MAA 119: Wellington’s Infantry (2) (Rifles, Light Inf, Highlanders)

MAA 122: Napoleon’s German Allies (5): Hesse

MAA 126: Wellington’s Light Cavalry

MAA 130: Wellington’s Heavy Cavalry

MAA 141: Napoleon’s Line Infantry

MAA 146: Napoleon’s Light Infantry

MAA 149: Prussian Light Infantry 1792–1815

MAA 152: Prussian Line Infantry 1792–1815

MAA 153: Napoleon’s Guard Infantry (1) (Old Guard)

MAA 160: Napoleon’s Guard Infantry (2) (Middle & Young Guard)

MAA 162: Prussian Cavalry of the Napoleonic Wars (1) : 1792–1807

MAA 167: Brunswick Troops 1809–1815

MAA 172: Prussian Cavalry of the Napoleonic Wars (2) : 1807–1815

MAA 176: Austrian Army of the Napoleonic Wars (1) : Infantry

MAA 181: Austrian Army of the Napoleonic Wars (2): Cavalry

MAA 189: Russian Army of the Napoleonic Wars (2): Cavalry

MAA 192: Prussian Reserve, Militia & Irregular Troops 1806–1815

MAA 199: Napoleon’s Specialist Troops (Artillery, Engineers, Medical )

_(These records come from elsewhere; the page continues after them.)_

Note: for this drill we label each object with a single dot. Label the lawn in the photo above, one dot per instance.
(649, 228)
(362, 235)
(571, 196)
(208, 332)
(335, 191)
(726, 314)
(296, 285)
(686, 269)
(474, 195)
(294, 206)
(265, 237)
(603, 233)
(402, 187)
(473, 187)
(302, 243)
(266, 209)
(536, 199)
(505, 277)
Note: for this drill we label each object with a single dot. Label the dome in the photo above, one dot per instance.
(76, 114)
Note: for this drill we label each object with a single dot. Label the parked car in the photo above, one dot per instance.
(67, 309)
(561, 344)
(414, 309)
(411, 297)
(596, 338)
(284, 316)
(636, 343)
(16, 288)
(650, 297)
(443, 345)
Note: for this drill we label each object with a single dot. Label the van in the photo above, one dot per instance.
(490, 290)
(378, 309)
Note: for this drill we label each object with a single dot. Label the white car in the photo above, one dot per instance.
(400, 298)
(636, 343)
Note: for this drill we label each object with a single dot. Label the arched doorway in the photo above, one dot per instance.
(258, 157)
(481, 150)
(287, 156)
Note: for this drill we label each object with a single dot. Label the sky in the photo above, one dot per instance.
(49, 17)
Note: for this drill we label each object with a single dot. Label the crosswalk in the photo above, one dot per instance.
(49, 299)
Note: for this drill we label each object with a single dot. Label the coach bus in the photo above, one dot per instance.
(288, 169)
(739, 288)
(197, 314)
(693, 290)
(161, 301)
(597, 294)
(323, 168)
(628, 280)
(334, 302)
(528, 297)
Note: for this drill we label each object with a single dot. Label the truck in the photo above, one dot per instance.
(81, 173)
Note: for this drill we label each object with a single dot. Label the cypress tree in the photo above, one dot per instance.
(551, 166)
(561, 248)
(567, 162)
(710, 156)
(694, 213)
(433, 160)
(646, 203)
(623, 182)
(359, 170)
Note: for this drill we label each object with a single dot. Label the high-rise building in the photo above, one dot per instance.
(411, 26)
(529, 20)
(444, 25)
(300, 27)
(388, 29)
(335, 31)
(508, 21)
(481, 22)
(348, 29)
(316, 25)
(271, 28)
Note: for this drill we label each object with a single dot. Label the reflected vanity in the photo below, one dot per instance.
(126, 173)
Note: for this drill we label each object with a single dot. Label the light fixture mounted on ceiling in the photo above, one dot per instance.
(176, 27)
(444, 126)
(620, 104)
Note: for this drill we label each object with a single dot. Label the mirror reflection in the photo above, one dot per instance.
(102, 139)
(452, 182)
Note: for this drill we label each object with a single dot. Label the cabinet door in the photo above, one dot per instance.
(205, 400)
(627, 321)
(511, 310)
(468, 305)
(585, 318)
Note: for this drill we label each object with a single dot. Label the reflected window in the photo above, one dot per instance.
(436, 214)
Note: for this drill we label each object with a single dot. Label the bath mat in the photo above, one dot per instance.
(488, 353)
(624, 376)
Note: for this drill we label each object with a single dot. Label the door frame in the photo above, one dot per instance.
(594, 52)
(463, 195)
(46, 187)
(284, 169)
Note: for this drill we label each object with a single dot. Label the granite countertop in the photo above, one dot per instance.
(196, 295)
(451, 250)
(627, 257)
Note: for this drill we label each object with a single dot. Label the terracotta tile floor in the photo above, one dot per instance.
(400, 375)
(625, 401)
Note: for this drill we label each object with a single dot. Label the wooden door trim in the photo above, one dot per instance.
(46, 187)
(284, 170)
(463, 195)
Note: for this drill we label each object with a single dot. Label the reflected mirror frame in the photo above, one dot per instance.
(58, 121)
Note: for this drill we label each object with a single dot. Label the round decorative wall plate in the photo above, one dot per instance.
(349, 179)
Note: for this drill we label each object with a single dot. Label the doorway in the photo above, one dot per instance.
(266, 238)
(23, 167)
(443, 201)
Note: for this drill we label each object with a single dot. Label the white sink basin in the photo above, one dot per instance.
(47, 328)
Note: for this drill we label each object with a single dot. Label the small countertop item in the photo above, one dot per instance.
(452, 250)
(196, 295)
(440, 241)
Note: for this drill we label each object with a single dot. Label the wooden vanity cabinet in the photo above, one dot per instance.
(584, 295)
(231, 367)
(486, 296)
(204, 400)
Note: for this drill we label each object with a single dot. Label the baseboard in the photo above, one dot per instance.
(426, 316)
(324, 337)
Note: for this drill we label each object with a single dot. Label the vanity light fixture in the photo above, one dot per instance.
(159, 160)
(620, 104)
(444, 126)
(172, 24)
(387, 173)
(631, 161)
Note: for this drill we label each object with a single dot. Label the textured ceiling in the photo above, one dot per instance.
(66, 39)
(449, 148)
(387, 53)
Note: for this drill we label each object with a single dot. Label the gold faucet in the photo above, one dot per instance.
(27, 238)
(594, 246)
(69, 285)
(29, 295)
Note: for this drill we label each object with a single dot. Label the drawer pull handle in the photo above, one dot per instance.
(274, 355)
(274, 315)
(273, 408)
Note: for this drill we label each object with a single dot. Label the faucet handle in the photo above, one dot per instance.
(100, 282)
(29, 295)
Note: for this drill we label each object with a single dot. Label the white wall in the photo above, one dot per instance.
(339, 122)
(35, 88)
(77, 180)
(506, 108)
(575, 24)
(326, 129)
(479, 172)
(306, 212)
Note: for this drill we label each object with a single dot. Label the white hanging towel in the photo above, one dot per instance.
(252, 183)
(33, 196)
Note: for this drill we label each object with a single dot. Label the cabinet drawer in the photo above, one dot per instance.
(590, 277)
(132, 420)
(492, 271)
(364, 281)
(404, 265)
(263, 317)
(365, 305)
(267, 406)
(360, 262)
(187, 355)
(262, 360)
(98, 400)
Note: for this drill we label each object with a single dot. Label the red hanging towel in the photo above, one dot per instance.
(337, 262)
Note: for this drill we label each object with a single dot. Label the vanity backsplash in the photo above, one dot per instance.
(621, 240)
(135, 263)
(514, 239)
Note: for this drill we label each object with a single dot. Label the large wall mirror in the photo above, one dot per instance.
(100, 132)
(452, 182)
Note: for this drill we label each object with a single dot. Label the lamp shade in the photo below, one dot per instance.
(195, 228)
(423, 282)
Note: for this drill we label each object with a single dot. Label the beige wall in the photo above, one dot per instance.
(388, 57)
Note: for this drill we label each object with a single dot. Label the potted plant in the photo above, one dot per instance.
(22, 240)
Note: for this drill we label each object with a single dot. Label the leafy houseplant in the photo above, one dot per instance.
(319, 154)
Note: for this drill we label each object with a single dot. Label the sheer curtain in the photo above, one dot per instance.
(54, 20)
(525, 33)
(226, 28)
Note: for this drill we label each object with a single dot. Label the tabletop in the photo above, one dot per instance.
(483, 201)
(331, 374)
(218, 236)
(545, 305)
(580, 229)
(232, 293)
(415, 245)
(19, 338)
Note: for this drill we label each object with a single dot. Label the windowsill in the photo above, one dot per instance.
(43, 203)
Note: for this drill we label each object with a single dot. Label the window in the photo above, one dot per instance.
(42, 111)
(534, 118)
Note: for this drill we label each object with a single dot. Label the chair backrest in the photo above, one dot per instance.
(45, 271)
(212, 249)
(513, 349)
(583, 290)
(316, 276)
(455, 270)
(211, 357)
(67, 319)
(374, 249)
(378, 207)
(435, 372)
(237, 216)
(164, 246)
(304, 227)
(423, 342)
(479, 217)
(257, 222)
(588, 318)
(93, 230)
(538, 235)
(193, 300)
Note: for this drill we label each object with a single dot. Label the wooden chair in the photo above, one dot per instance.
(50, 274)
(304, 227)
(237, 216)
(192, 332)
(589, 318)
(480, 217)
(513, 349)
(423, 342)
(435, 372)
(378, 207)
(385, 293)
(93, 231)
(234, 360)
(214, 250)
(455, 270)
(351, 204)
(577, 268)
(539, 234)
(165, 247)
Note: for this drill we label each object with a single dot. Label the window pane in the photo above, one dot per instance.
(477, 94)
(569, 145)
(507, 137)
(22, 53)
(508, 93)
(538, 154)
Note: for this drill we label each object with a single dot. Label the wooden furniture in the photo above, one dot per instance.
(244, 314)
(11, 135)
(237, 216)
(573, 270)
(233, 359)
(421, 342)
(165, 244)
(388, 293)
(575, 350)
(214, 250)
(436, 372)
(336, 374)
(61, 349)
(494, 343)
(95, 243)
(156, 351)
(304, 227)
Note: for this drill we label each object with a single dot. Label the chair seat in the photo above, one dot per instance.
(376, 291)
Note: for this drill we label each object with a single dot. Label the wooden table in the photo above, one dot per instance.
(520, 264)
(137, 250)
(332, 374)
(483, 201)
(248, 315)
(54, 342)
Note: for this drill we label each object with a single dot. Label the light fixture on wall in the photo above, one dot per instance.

MAA 204: Wellington’s Specialist Troops (Arty, Engrs, Commissariat,

                Staff Corps, Med )

MAA 206: Hanoverian Army of the Napoleonic Wars

MAA 223: Austrian Specialist Troops of the Napoleonic Wars (Arty, Engrs,

                Staff , Med)

MAA 226: The American War 1812–14

MAA 236 : Frederick the Great’s Army (1): Cavalry

MAA 240: Frederick the Great’s Army (2): Infantry

MAA 248: Frederick the Great’s Army (3) – Specialist Troops

                (Arty, Engrs, Jägers, Freikorps, Staff, Med)

MAA 253: Wellington’s Highlanders

Post Comments

Gavin Brown posted on 18 Feb 2021 22:25:03
My condolences to his family and friends. His 18th century and Napoleonic artwork was a delight to look through.
Paintybeard posted on 18 Feb 2021 18:42:10
Very sad news and my condolences to his family and friends.

As Mr. Windrow says, the sheer clear detail of B.V. Fostens work was a delight and, speaking frankly as a modeller and painter, sorely missed. "The Thin Red Line" produced by these 2 brothers is one of the treasures of my collection.